All configurations currently supported by Dubbo are in .properties
format, including -D
, Externalized Configuration
, etc., with all configuration items in .properties
following a path-based
configuration format.
In Spring applications, property configurations can also be placed in application.yml
, which is more readable with its tree hierarchical structure.
# Application-level configuration (no id)
dubbo.{config-type}.{config-item}={config-item-value}
# Instance-level configuration (specifying id or name)

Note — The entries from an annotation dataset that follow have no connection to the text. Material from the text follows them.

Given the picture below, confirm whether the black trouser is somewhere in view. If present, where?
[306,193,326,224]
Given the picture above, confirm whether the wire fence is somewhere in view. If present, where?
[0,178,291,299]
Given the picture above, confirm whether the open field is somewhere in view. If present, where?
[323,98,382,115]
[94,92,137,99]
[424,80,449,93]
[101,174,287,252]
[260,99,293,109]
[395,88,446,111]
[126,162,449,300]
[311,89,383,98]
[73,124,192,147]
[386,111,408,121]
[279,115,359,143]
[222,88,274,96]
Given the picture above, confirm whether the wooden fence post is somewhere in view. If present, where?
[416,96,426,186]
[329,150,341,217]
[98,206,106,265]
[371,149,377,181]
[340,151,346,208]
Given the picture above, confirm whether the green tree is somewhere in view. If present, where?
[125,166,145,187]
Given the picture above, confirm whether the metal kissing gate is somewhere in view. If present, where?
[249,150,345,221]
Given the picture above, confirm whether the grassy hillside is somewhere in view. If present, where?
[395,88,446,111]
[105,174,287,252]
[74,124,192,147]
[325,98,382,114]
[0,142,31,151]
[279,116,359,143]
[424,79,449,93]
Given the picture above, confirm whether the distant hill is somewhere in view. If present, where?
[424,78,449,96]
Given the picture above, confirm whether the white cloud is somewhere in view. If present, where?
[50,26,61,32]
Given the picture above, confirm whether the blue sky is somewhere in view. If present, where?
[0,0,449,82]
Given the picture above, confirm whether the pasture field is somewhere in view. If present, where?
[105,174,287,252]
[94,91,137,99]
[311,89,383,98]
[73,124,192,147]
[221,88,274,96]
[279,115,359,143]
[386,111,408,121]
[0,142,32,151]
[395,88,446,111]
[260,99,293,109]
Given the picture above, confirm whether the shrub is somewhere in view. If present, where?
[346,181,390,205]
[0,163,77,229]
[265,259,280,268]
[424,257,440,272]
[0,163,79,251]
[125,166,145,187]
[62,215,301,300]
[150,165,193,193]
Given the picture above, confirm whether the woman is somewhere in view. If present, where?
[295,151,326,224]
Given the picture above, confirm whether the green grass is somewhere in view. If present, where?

dubbo.{config-type}s.{config-id}.{config-item}={config-item-value}
dubbo.{config-type}s.{config-name}.{config-item}={config-item-value}
# Service interface configuration
dubbo.service.{interface-name}.{config-item}={config-item-value}
dubbo.reference.{interface-name}.{config-item}={config-item-value}
# Method configuration
dubbo.service.{interface-name}.{method-name}.{config-item}={config-item-value}
dubbo.reference.{interface-name}.{method-name}.{config-item}={config-item-value}
# Method argument configuration
dubbo.reference.{interface-name}.{method-name}.{argument-index}.{config-item}={config-item-value}
The format for application-level configuration is: singular prefix for configuration type, without id/name.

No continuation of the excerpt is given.